Paul Goodwin, 48, received a lethal injection at a state prison in Bonne Terre and was pronounced dead at 1.25 a.m. CST (0725 GMT), Missouri Department of Corrections spokesman Mike O'Connell said.
Goodwin was convicted of sexually assaulting 63-year-old widow Joan Crotts, pushing her down her basement stairs and beating her with a sledgehammer in her home in St. Louis County. She died later that day in surgery.
"Tonight isn’t about Paul Goodwin. It’s about justice for Joan Crotts," her son Kent Decker said in a statement. "Paul has stolen so much from this family, but after tonight, I promise that not one more minute of my time will be wasted on him."
Goodwin was one of several Missouri death row inmates who sued state officials over the state's lethal injection protocols, and his attorneys argued in appeals that he should be entitled to a stay of execution at least until that lawsuit was resolved.

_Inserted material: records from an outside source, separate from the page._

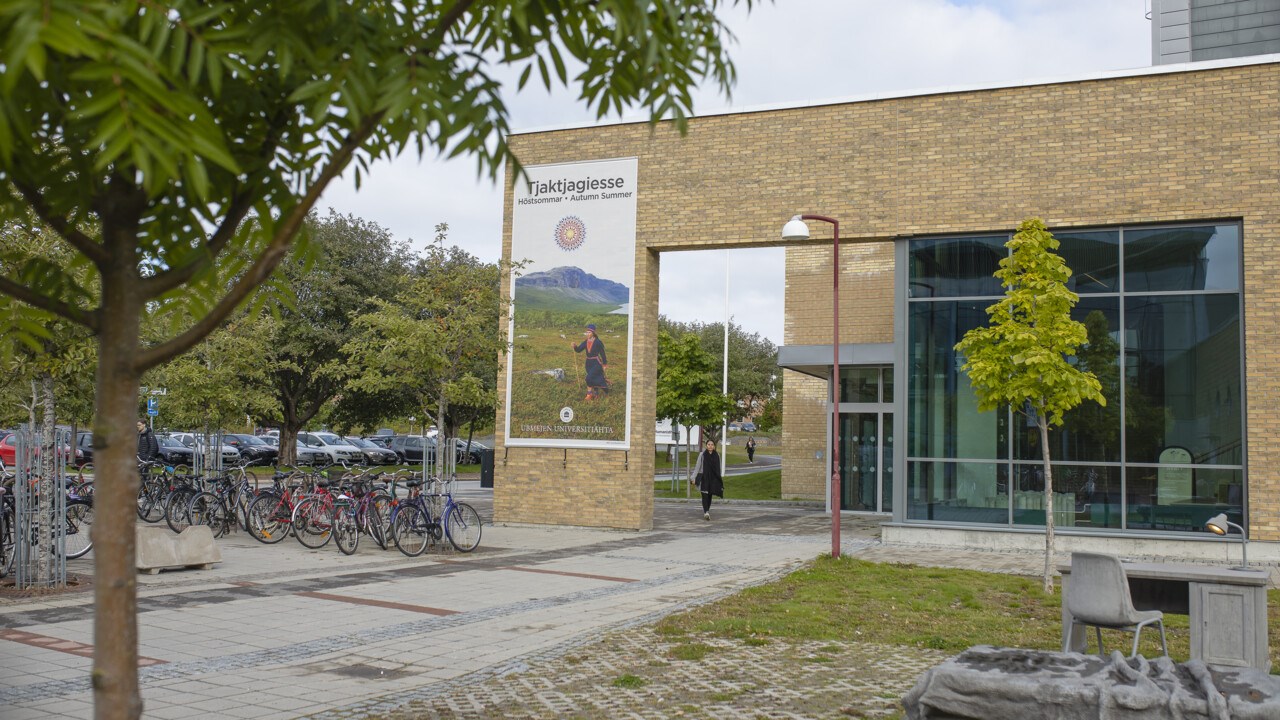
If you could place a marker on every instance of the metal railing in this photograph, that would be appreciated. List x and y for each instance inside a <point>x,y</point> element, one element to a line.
<point>40,514</point>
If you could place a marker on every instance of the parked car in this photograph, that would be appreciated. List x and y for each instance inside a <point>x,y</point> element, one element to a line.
<point>374,454</point>
<point>173,452</point>
<point>469,455</point>
<point>302,454</point>
<point>380,441</point>
<point>410,449</point>
<point>337,449</point>
<point>83,449</point>
<point>252,449</point>
<point>196,442</point>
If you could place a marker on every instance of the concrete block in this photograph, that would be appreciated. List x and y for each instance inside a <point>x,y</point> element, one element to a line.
<point>161,550</point>
<point>987,683</point>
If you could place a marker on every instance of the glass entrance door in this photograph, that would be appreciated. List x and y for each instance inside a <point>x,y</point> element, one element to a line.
<point>867,461</point>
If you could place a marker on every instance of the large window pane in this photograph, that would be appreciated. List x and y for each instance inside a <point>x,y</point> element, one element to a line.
<point>1183,378</point>
<point>944,419</point>
<point>1089,432</point>
<point>859,384</point>
<point>1093,258</point>
<point>1179,259</point>
<point>1183,499</point>
<point>956,267</point>
<point>958,492</point>
<point>1084,496</point>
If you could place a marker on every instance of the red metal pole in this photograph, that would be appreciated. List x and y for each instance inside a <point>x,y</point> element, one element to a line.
<point>835,365</point>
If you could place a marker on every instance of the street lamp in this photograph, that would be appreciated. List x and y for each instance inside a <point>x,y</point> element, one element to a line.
<point>798,229</point>
<point>1219,525</point>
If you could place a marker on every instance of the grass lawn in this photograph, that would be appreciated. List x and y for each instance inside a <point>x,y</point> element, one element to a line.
<point>766,484</point>
<point>736,455</point>
<point>908,605</point>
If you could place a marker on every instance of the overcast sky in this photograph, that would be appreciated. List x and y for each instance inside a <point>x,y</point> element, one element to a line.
<point>791,51</point>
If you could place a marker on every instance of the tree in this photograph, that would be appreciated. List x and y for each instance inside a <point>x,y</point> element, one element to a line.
<point>350,263</point>
<point>689,382</point>
<point>165,127</point>
<point>771,414</point>
<point>753,360</point>
<point>1020,359</point>
<point>222,381</point>
<point>438,341</point>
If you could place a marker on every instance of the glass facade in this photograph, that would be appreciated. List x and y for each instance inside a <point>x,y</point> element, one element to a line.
<point>1162,311</point>
<point>867,438</point>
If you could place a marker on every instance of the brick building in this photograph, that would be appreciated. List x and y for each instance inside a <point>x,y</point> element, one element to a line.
<point>1164,186</point>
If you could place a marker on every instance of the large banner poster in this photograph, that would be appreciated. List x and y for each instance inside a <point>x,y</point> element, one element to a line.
<point>568,376</point>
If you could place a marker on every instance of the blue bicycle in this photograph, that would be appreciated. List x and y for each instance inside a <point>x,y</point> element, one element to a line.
<point>425,518</point>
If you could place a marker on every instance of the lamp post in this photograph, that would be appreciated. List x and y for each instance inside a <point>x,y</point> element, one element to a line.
<point>798,229</point>
<point>1219,525</point>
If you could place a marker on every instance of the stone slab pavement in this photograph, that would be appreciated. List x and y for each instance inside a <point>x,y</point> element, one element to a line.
<point>286,632</point>
<point>540,621</point>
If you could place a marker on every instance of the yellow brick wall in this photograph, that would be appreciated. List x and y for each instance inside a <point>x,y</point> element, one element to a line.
<point>1160,147</point>
<point>865,317</point>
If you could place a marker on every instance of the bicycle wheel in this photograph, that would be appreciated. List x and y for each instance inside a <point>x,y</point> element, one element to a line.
<point>151,493</point>
<point>380,520</point>
<point>312,523</point>
<point>80,522</point>
<point>410,531</point>
<point>269,519</point>
<point>346,532</point>
<point>206,509</point>
<point>7,542</point>
<point>462,527</point>
<point>176,509</point>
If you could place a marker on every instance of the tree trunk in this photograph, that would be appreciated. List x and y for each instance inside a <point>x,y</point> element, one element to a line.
<point>288,445</point>
<point>115,628</point>
<point>49,522</point>
<point>1048,504</point>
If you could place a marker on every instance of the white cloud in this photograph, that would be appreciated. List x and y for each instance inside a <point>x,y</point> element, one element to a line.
<point>791,51</point>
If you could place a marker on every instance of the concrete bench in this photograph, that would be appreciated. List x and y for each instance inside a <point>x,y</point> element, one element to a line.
<point>160,550</point>
<point>988,683</point>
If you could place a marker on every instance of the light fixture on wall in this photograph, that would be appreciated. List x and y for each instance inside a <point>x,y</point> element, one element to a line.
<point>798,229</point>
<point>1219,525</point>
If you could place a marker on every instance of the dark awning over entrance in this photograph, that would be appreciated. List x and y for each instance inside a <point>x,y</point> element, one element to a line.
<point>816,359</point>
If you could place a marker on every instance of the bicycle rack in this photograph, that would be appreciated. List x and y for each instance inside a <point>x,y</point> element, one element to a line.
<point>40,515</point>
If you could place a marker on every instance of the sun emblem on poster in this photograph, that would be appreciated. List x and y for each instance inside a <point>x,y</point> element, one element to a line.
<point>570,233</point>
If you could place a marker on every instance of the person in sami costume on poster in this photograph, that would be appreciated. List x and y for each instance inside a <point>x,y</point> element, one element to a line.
<point>597,361</point>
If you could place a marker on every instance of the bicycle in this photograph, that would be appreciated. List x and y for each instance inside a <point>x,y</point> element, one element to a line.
<point>425,518</point>
<point>270,515</point>
<point>222,507</point>
<point>77,519</point>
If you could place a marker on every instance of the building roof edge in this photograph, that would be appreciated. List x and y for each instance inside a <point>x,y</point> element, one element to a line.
<point>1202,65</point>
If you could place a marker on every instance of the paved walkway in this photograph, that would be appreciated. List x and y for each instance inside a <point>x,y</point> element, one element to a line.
<point>536,623</point>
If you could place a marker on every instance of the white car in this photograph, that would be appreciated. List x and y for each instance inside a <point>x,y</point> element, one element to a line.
<point>337,449</point>
<point>196,442</point>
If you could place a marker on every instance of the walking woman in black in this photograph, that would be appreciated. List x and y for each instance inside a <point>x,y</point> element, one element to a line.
<point>707,477</point>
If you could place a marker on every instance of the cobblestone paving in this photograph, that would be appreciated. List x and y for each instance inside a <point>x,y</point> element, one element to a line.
<point>640,674</point>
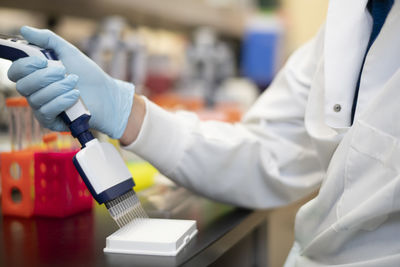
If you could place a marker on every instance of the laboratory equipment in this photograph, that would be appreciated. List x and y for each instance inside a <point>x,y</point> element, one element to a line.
<point>99,164</point>
<point>162,237</point>
<point>262,49</point>
<point>20,128</point>
<point>209,62</point>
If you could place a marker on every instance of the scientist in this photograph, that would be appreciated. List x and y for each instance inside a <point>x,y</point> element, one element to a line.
<point>330,120</point>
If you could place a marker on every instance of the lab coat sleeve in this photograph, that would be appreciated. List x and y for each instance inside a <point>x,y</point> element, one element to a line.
<point>266,160</point>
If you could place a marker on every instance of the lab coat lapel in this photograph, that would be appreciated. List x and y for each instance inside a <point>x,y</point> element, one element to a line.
<point>347,33</point>
<point>382,61</point>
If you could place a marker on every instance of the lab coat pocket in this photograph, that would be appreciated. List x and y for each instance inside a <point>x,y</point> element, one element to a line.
<point>371,182</point>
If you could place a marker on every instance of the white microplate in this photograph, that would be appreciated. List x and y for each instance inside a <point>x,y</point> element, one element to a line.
<point>163,237</point>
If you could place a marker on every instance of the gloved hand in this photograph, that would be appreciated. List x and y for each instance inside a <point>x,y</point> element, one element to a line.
<point>49,91</point>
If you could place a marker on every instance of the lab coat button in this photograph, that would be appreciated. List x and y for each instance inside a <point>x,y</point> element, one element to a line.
<point>337,108</point>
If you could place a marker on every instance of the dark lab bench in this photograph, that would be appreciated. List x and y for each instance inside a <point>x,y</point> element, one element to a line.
<point>227,236</point>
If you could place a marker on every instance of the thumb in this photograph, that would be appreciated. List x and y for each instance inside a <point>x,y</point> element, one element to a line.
<point>44,38</point>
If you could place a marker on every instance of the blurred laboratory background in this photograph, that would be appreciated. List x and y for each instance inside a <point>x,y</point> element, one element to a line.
<point>212,57</point>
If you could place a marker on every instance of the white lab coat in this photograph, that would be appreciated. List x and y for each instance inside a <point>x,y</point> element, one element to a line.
<point>293,139</point>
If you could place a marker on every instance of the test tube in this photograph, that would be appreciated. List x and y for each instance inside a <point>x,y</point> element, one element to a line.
<point>20,129</point>
<point>50,141</point>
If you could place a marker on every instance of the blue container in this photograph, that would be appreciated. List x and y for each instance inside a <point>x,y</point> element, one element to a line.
<point>260,55</point>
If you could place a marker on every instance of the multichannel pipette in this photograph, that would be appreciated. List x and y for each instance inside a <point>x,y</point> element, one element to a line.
<point>99,164</point>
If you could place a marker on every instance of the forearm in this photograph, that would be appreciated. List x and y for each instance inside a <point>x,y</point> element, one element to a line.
<point>135,121</point>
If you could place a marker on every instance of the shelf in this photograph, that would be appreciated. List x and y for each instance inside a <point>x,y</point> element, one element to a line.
<point>182,14</point>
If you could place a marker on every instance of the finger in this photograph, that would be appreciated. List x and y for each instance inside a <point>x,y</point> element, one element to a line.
<point>49,111</point>
<point>40,79</point>
<point>52,91</point>
<point>25,66</point>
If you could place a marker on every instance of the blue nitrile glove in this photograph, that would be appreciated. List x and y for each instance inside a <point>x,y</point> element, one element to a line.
<point>49,92</point>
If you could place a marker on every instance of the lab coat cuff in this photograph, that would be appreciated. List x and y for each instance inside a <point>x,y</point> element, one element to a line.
<point>160,140</point>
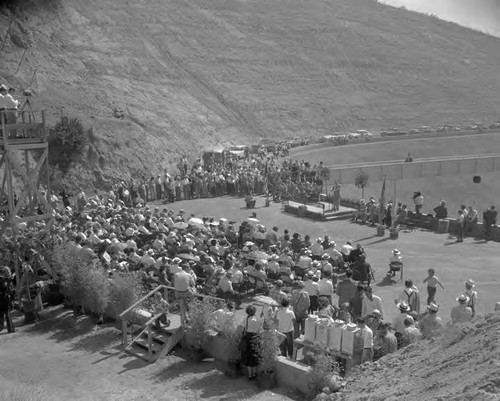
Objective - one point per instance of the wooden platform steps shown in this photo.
(151, 343)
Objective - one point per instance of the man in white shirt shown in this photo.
(184, 285)
(286, 320)
(325, 286)
(3, 93)
(371, 302)
(312, 288)
(317, 249)
(367, 336)
(225, 284)
(148, 259)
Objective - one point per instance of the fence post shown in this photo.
(124, 331)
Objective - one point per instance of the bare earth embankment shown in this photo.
(188, 74)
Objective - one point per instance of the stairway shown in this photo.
(159, 344)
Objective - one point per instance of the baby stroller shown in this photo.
(395, 267)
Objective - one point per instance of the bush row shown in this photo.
(86, 284)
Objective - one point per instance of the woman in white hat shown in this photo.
(395, 263)
(469, 291)
(461, 313)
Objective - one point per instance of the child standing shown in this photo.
(160, 305)
(432, 283)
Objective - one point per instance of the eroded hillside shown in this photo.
(191, 74)
(464, 364)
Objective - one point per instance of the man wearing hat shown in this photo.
(325, 265)
(461, 313)
(317, 249)
(411, 334)
(312, 288)
(399, 321)
(300, 302)
(367, 335)
(385, 341)
(304, 262)
(373, 320)
(371, 302)
(469, 291)
(346, 288)
(431, 324)
(7, 292)
(277, 293)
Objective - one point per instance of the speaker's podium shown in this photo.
(24, 160)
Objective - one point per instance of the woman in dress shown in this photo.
(251, 329)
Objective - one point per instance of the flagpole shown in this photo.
(395, 203)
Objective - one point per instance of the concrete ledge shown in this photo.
(292, 375)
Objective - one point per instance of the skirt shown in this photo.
(250, 356)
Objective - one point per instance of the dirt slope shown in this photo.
(191, 74)
(463, 365)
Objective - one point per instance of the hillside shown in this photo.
(463, 365)
(191, 74)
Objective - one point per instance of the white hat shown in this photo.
(403, 306)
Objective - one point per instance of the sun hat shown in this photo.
(5, 272)
(403, 306)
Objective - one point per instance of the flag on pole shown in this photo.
(382, 204)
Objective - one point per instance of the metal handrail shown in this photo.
(149, 294)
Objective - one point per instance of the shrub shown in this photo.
(200, 312)
(268, 346)
(67, 139)
(97, 290)
(323, 371)
(124, 291)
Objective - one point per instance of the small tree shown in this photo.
(361, 181)
(324, 174)
(67, 139)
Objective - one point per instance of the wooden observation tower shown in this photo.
(24, 170)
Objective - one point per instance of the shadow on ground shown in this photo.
(210, 386)
(62, 325)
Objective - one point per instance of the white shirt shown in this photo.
(285, 318)
(325, 287)
(183, 281)
(399, 322)
(369, 305)
(10, 102)
(311, 287)
(367, 334)
(316, 249)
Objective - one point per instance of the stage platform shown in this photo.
(318, 210)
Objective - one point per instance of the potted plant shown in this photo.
(231, 335)
(324, 374)
(28, 297)
(200, 320)
(268, 350)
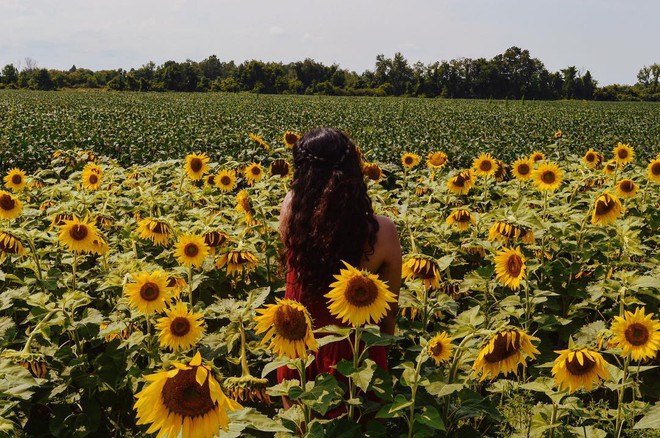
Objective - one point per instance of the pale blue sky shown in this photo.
(612, 38)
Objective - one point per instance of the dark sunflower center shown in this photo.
(575, 368)
(7, 202)
(180, 326)
(637, 334)
(503, 348)
(78, 232)
(196, 164)
(149, 291)
(184, 396)
(290, 323)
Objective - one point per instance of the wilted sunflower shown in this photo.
(359, 297)
(423, 268)
(149, 292)
(623, 153)
(461, 183)
(225, 180)
(79, 235)
(484, 165)
(440, 348)
(461, 219)
(503, 352)
(237, 262)
(10, 206)
(638, 335)
(577, 368)
(510, 267)
(197, 166)
(288, 327)
(191, 250)
(607, 209)
(290, 138)
(626, 188)
(185, 401)
(436, 160)
(410, 160)
(156, 230)
(253, 173)
(15, 180)
(180, 329)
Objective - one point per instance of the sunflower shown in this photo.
(191, 250)
(290, 138)
(92, 176)
(423, 268)
(359, 297)
(436, 160)
(237, 262)
(510, 267)
(440, 348)
(461, 219)
(547, 176)
(623, 153)
(225, 180)
(522, 169)
(288, 327)
(186, 401)
(626, 188)
(149, 292)
(197, 166)
(484, 165)
(577, 368)
(410, 160)
(10, 206)
(607, 209)
(461, 183)
(180, 329)
(156, 230)
(592, 158)
(15, 180)
(638, 335)
(654, 170)
(79, 235)
(503, 352)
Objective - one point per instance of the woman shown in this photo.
(327, 217)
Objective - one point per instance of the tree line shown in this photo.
(513, 74)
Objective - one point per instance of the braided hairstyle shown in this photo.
(331, 218)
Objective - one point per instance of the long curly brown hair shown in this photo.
(331, 218)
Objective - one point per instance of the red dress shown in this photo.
(328, 355)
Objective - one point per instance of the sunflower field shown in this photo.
(145, 297)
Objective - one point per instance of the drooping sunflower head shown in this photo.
(180, 329)
(422, 268)
(184, 401)
(623, 153)
(510, 267)
(148, 293)
(607, 209)
(440, 348)
(577, 368)
(484, 165)
(190, 250)
(503, 352)
(197, 166)
(225, 180)
(15, 180)
(410, 160)
(10, 206)
(637, 334)
(436, 160)
(359, 297)
(288, 327)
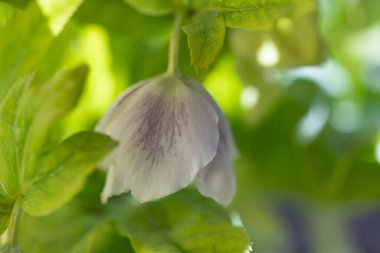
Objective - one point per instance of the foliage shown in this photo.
(298, 81)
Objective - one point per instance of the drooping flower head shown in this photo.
(170, 131)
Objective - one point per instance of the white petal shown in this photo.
(217, 180)
(223, 123)
(167, 132)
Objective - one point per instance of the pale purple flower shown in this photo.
(170, 131)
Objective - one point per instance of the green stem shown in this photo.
(11, 237)
(173, 67)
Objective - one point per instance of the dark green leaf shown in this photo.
(205, 37)
(183, 222)
(44, 105)
(63, 171)
(261, 14)
(80, 226)
(10, 138)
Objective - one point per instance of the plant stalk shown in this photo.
(173, 67)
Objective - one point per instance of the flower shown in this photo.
(170, 131)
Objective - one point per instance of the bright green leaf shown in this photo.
(23, 42)
(205, 37)
(182, 222)
(63, 171)
(45, 104)
(5, 210)
(28, 35)
(152, 7)
(10, 141)
(83, 225)
(261, 14)
(58, 12)
(18, 3)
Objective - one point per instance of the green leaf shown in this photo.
(18, 3)
(26, 116)
(56, 98)
(58, 12)
(152, 7)
(28, 35)
(10, 141)
(62, 172)
(5, 210)
(261, 14)
(83, 225)
(206, 30)
(183, 222)
(205, 38)
(23, 42)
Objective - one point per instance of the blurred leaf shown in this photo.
(258, 15)
(10, 139)
(19, 3)
(5, 210)
(83, 225)
(207, 30)
(182, 222)
(58, 12)
(152, 7)
(26, 38)
(254, 14)
(45, 104)
(205, 38)
(62, 171)
(23, 42)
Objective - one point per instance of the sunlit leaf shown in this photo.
(5, 210)
(23, 42)
(10, 139)
(19, 3)
(152, 7)
(44, 104)
(183, 222)
(58, 12)
(62, 171)
(205, 37)
(83, 225)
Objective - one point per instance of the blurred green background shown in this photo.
(303, 100)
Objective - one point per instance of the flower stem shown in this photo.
(173, 67)
(11, 237)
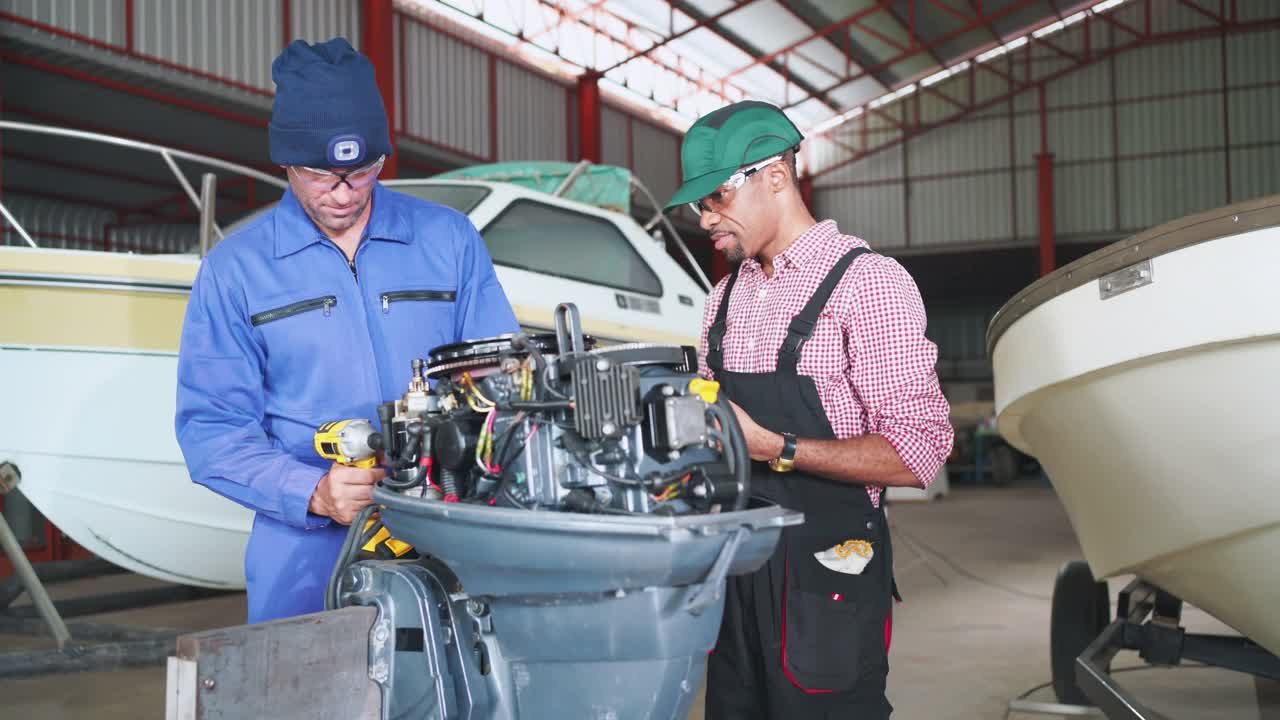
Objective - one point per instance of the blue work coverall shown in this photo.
(282, 335)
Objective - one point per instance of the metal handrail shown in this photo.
(661, 217)
(168, 154)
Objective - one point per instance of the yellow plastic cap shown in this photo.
(707, 390)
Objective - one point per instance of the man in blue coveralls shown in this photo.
(314, 313)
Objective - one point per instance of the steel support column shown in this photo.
(378, 41)
(589, 115)
(1045, 163)
(807, 192)
(1045, 182)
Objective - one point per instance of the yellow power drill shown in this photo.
(356, 443)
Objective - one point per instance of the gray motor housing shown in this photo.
(519, 615)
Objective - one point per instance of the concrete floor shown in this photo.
(976, 569)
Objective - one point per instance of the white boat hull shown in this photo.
(1156, 414)
(103, 463)
(88, 378)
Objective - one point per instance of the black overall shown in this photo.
(800, 641)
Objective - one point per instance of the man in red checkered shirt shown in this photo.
(819, 343)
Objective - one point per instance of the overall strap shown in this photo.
(716, 333)
(801, 326)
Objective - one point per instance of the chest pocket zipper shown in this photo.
(420, 295)
(327, 302)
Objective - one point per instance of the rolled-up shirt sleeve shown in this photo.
(892, 367)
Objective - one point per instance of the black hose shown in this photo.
(536, 405)
(347, 555)
(740, 455)
(391, 482)
(449, 482)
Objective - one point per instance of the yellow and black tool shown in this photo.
(356, 443)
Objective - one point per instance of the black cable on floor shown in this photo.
(1042, 686)
(960, 570)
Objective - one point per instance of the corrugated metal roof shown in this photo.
(816, 58)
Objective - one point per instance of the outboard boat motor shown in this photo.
(576, 511)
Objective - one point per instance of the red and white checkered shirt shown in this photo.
(868, 355)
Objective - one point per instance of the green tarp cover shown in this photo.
(603, 186)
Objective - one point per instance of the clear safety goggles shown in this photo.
(329, 181)
(720, 199)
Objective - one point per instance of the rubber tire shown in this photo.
(1080, 611)
(1004, 465)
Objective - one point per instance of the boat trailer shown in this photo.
(1086, 638)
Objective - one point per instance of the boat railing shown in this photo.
(202, 201)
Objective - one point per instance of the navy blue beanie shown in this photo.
(328, 112)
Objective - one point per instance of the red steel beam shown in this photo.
(133, 90)
(493, 108)
(80, 168)
(1174, 36)
(699, 24)
(128, 26)
(810, 37)
(74, 123)
(946, 8)
(1208, 14)
(566, 18)
(378, 41)
(129, 53)
(924, 48)
(702, 86)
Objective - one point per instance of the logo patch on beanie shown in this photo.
(346, 150)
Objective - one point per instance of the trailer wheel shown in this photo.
(1080, 611)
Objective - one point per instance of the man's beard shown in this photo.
(346, 223)
(734, 253)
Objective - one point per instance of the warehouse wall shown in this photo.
(1138, 139)
(453, 94)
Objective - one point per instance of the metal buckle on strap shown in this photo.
(716, 340)
(803, 326)
(791, 345)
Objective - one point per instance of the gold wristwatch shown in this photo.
(786, 461)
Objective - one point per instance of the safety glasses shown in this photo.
(328, 181)
(720, 199)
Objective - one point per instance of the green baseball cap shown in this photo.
(728, 139)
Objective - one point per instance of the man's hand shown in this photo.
(343, 492)
(760, 443)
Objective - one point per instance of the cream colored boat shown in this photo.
(88, 347)
(1144, 379)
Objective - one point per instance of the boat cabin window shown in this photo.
(544, 238)
(461, 197)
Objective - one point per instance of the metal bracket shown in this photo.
(711, 589)
(380, 648)
(1124, 279)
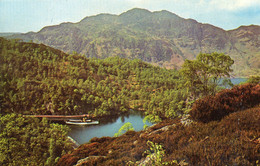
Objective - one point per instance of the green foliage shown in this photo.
(126, 127)
(36, 79)
(160, 37)
(254, 80)
(234, 140)
(155, 153)
(225, 102)
(203, 74)
(31, 142)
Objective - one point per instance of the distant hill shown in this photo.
(8, 34)
(161, 38)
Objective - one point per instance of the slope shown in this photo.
(161, 38)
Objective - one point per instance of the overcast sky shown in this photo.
(33, 15)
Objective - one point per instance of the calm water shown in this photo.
(107, 127)
(235, 81)
(110, 126)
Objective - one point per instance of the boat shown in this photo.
(81, 122)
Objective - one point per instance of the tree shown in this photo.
(25, 141)
(126, 127)
(203, 74)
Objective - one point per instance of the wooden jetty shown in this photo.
(58, 117)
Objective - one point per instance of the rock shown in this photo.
(87, 159)
(165, 128)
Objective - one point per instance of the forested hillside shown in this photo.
(226, 133)
(36, 79)
(160, 38)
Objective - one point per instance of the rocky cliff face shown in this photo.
(161, 38)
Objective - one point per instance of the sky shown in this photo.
(33, 15)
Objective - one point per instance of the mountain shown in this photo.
(161, 38)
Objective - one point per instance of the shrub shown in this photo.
(213, 108)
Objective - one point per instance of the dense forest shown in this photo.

Goodwin argued in court filings that the state's use of a compounded drug prepared by an unidentified laboratory and unidentified pharmacist with unidentified ingredients created a risk of severe pain. His attorneys also said he was mentally disabled.
But the U.S. Supreme Court on Tuesday denied his stay requests.
Hours before Goodwin's execution, 49-year-old Robert Wayne Holsey was put to death in Georgia by lethal injection for fatally shooting Baldwin County sheriff's deputy Will Robinson in the head after a convenience store robbery in 1995, Georgia Attorney General Sam Olens said in a statement.
They were the last of 35 inmates executed in the United States this year -- the lowest number since 1994 when 31 inmates were executed, according to the Death Penalty Information Center data.
Holsey's attorneys argued against his execution in part because he was represented at trial by Andrew Prince, who they said drank large quantities of alcohol each night after the proceedings.
They also said Holsey was mentally disabled, but the U.S. Supreme Court denied the stay of execution.
Prince later lost his law license and went to prison for stealing money from clients. Before he died in 2011, he testified that he did not adequately represent Holsey, said attorney Brian Kammer, who handled Holsey's appeals.